In keeping with its penchant for experimenting with new technologies, and for displaying a whimsical sense of humor, Urban Outfitters was also one of the first retailers to test Twitter Vine, an app that allows Twitter users to record and share six-second looping videos with sound.

In addition to tackling social media, mobile commerce and advances in fulfillment and order management technologies, many retail chains at the top of the fastest-growing list are taking advantage of the increasing amounts of information available to them about who their customers are, what they are buying, when and in which channel. Some call analyzing this growing mass of consumer information "big data."

In the last few years, for example, The Children's Place has focused on linking its e-commerce platform with its customer relationship management system and loyalty programs so that it can better understand its customers, says Michael Dupuis, vice president of e-commerce.

The merchant can analyze such key metrics as web site visit frequency, purchase frequency, size and channel, to determine what certain customers or customer segments respond to. For example, Children's Place tracks site visitor Jane Shopper when she buys a red boys T-shirt in a store and swipes her loyalty card, then follows her onto the web three days later when she signs in with her user name and password to write a review of the T-shirt. The merchant also knows that she browsed other colors of the same T-shirt for about five minutes, but then decided to purchase a pair of jeans.
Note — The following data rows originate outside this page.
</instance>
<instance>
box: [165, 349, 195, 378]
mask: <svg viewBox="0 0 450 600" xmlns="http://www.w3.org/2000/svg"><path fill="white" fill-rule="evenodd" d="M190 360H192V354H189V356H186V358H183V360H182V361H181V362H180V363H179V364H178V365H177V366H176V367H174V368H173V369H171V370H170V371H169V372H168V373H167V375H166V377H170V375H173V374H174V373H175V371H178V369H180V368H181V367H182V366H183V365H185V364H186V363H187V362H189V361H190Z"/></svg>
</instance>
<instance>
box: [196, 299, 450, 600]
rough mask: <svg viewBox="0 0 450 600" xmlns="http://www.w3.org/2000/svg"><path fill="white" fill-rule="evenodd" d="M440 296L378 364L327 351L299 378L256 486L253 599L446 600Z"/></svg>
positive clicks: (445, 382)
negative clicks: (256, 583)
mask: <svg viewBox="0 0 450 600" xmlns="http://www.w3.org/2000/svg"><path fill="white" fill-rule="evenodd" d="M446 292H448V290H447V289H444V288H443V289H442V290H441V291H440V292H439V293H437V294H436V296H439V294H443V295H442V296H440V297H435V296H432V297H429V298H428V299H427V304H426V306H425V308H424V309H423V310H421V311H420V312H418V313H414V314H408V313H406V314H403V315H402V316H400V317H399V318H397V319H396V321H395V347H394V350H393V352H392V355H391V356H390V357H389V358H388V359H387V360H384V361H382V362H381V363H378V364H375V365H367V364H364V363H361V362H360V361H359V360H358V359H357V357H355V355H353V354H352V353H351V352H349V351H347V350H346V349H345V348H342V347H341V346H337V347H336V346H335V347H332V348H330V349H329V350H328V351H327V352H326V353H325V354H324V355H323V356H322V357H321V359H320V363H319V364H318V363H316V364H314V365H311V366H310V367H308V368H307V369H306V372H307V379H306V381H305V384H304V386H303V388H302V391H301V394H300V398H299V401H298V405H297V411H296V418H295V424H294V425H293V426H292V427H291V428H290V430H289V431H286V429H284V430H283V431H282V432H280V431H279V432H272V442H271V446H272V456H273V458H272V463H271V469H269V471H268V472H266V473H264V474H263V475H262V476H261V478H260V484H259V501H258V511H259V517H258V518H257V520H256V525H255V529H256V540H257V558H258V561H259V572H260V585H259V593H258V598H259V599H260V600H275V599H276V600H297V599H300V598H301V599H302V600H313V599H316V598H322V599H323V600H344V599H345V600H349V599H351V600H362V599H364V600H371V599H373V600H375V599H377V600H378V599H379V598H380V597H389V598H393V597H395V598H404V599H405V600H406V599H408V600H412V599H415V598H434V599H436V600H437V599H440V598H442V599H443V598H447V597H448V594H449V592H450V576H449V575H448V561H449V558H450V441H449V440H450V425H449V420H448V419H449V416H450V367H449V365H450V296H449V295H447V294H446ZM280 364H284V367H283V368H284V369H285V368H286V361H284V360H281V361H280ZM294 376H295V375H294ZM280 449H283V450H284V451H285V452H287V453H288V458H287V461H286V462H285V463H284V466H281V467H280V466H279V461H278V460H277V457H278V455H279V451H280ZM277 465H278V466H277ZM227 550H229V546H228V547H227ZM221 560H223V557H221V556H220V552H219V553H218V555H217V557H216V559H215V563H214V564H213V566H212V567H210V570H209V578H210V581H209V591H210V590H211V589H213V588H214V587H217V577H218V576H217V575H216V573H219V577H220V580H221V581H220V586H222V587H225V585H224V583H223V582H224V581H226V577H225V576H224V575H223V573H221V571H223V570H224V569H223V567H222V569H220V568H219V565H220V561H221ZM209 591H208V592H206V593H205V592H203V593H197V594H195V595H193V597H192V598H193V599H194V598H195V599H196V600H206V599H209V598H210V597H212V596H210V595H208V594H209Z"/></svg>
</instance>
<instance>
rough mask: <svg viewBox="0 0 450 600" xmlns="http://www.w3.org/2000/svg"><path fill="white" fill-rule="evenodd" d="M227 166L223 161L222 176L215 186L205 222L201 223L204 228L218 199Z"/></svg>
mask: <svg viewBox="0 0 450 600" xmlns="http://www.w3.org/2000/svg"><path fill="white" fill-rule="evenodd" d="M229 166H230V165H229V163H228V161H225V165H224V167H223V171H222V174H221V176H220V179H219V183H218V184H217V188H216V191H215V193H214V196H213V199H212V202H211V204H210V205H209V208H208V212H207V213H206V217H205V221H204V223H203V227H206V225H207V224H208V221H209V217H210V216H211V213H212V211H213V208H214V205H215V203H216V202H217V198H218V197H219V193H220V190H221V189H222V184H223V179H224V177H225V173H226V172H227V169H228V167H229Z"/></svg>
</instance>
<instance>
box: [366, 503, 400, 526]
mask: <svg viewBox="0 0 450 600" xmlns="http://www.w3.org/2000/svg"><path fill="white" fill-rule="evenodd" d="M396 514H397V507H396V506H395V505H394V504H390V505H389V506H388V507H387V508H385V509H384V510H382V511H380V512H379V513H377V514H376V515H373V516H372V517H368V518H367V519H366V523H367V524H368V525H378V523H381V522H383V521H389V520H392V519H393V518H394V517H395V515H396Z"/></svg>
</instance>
Children's Place can combine the data on all of those interactions, compare them to other shoppers' behaviors and not only figure out how to market to Jane more effectively, but also to customers that behave online and in stores in similar ways.

"We now have one single real-time view of the customer inside of a database," he says. "We can take groups of customers that are particularly valuable to us and figure out how to achieve the highest likelihood of conversion. This is enormously valuable as far as sourcing new customers, allocating marketing dollars and figuring out how to deliver campaigns that ultimately speak to customers in a way that works, and driving more out of each one."

The Children's Place has gone from generating around 1% of total sales, or about $5.1 million, from e-commerce in 2003 to nearly 12%, or $215.0 million, in 2012. That's more than 4000% growth in online sales over the last decade. Investors have been impressed by the retailer's overall performance, as the stock price—about $11.50 a decade ago—is around $48 today. Among the 146 retailers that survived the last 10 years of the Top 500 Guide, Children's Place is the fourth-fastest growing in terms of online sales.

The retail chains that have survived the last 10 years and flourished the most online have been those with the foresight and wherewithal to take advantage of new technologies to give shoppers what they want, says Dupuis of Children's Place. "It used to be said that if you're not a technology company, you shouldn't attempt to be one," he says. "But omnichannel retailers nowadays have to be both technology companies and data analytics companies to beat the competition."